Remote Control falls in the realm of genre defying speculative fiction, skirting the line between science fiction and folklore with its ethereal opening circumstances and mix of legend and technology. I always find Nnedi Okorafor’s writing to be fascinating, and this novella was no exception.

Remote Control
By Nnedi Okorafor
Genre: Science Fiction
Subgenre: Aliens, Afrofuturism, Robots
This book was provided to me by NetGalley as an ARC in exchange for my honest, unbiased review.

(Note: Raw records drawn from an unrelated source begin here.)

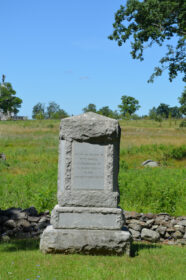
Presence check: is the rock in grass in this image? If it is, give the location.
[0,153,6,160]
[141,159,159,167]
[141,228,160,242]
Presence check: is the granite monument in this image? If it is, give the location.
[40,112,132,254]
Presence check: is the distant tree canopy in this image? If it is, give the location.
[82,103,97,113]
[32,101,68,119]
[0,80,23,114]
[149,103,182,120]
[178,87,186,116]
[118,95,140,117]
[109,0,186,82]
[82,103,120,119]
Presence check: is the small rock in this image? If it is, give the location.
[146,219,154,227]
[172,231,183,239]
[0,153,6,160]
[128,223,142,231]
[141,228,160,242]
[1,234,10,242]
[165,232,171,239]
[157,226,167,236]
[178,220,186,227]
[174,225,185,233]
[23,206,38,216]
[166,227,176,233]
[124,211,141,220]
[28,216,40,223]
[129,229,141,239]
[17,219,30,228]
[176,239,186,245]
[39,217,48,223]
[143,213,156,219]
[0,215,8,225]
[4,220,16,228]
[152,225,158,230]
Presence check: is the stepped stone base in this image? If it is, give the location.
[40,226,132,255]
[51,205,124,230]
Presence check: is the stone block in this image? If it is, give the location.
[141,228,160,242]
[40,226,132,255]
[58,190,119,208]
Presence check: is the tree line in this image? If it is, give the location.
[0,75,186,121]
[32,87,186,122]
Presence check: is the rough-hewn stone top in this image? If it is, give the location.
[59,112,120,141]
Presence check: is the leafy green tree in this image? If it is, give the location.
[52,109,69,119]
[82,103,97,113]
[157,103,170,119]
[32,102,46,119]
[149,107,157,120]
[169,106,182,119]
[109,0,186,82]
[97,106,119,119]
[118,95,140,117]
[46,101,60,119]
[0,82,23,114]
[178,87,186,115]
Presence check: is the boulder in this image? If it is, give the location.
[141,228,160,242]
[129,228,141,239]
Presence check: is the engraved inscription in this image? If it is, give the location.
[72,142,105,190]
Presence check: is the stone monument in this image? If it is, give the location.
[40,112,131,254]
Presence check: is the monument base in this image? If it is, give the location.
[40,226,132,255]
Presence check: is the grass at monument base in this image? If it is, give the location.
[0,240,186,280]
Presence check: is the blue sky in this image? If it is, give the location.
[0,0,184,117]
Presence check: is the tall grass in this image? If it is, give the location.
[0,120,186,215]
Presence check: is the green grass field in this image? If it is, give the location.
[0,120,186,280]
[0,120,186,215]
[0,240,186,280]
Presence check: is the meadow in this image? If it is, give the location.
[0,120,186,280]
[0,240,186,280]
[0,120,186,215]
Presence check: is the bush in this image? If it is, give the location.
[180,120,186,127]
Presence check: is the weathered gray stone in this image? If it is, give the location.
[157,226,167,235]
[130,228,141,240]
[40,226,131,255]
[172,230,183,239]
[178,220,186,227]
[123,211,141,220]
[128,223,142,231]
[4,219,16,228]
[51,205,124,230]
[146,219,154,227]
[151,225,158,230]
[41,113,131,254]
[17,219,30,228]
[141,228,160,242]
[174,225,185,233]
[60,112,120,142]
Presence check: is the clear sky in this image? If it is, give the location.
[0,0,184,117]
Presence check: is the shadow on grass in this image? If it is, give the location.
[0,239,39,252]
[0,239,162,257]
[131,242,162,257]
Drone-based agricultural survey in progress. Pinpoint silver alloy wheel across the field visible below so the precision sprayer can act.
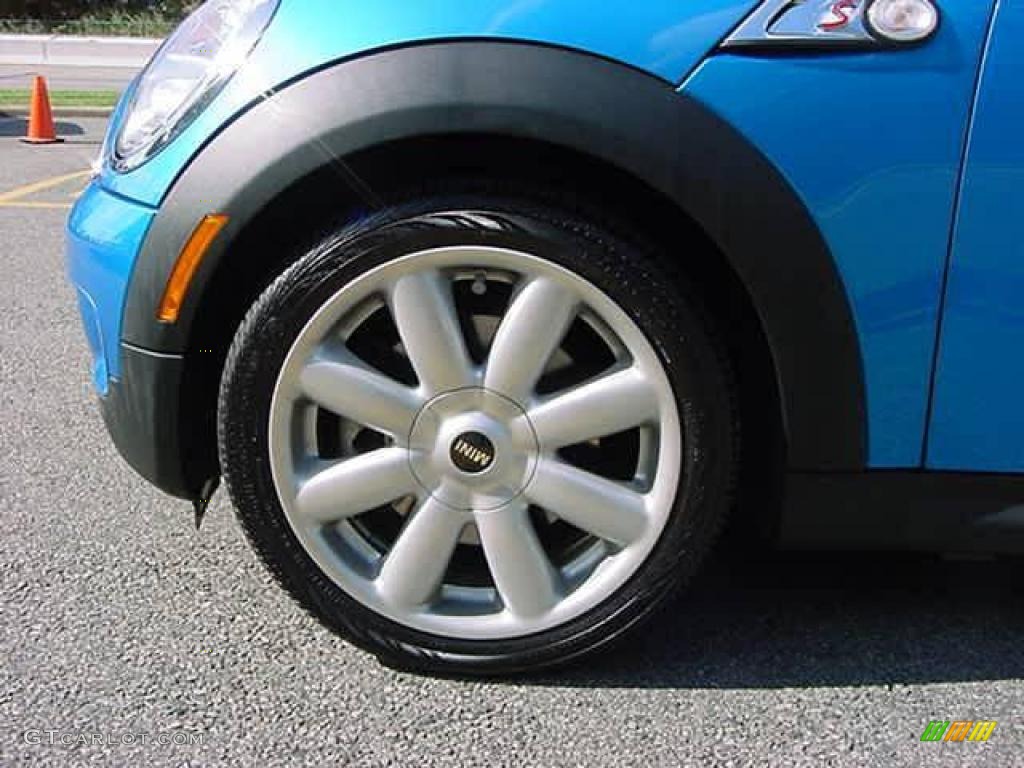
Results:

As a reader, I’m drawn to the magic of folklore and fairy tales, and I loved how Okorafor twisted the wonder and fear of those subgenres into her narrative. We follow a protagonist who has powers she doesn’t wish to have, powers that make her life more difficult at nearly every turn. She gains them mysteriously and from that point the lines between science fiction, fantasy and fairy tale begin to intermingle. Is it alien in nature? Is it magic? Is it a literal wish upon a star situation? The origins are never fully explained and that adds to the general mystery. I appreciated that vagueness and how it allowed for any number of interpretations.
The Best Bits
The mystical fox sidekick
The view of how folklore takes root
A Few of My Favorite Things
A Style Rooted in Folklore
The style feels folkloric, like the narrator is imparting a legend. Sankofa encounters mythical creatures, her powers are revered and whispered throughout the land, and she has a growing mythology with each step she takes. The story follows that myth building approach while also making you question the science fiction elements and their own fairy tale fantasy roots. True, robots are pure science, but by now in our society, they’re more myth than reality, built up into these all knowing, future defining beings who have yet to come into our actual Ives. The people in Robotown revere their robot in much the same way they fear the protagonist. By the end, they both feel larger than life.
The Strongest Hero
Okorafor’s protagonist brings a fascinating perspective given her age and the circumstances that brought her to this story. Sankofa starts as a carefree girl who spends her time removed from the world in a beloved tree until disaster strikes and she’s forced to grow up. Her approach to the world morphs as she walks and we see the dangers she has to face, both man-made and natural. People are cruel, the world is unforgiving, and no matter how hard she tries to fit into it, she is always cast out. She is the epitome of ‘being different’ and her bravery and ability to dust herself off defined the book.
An Alien Mystery
The surface explanation is that these powers are alien in nature, but I interpreted the source as more undefined. As I said above, the powers she receives seem more magical than alien, unexplained beyond a small seed that presents itself to her. It begs the question – is she a superhero imbued with alien strength? Is she part of a greater mythical story that becomes folklore in the years to come? For me, those questions were left unanswered and that added to the story exponentially.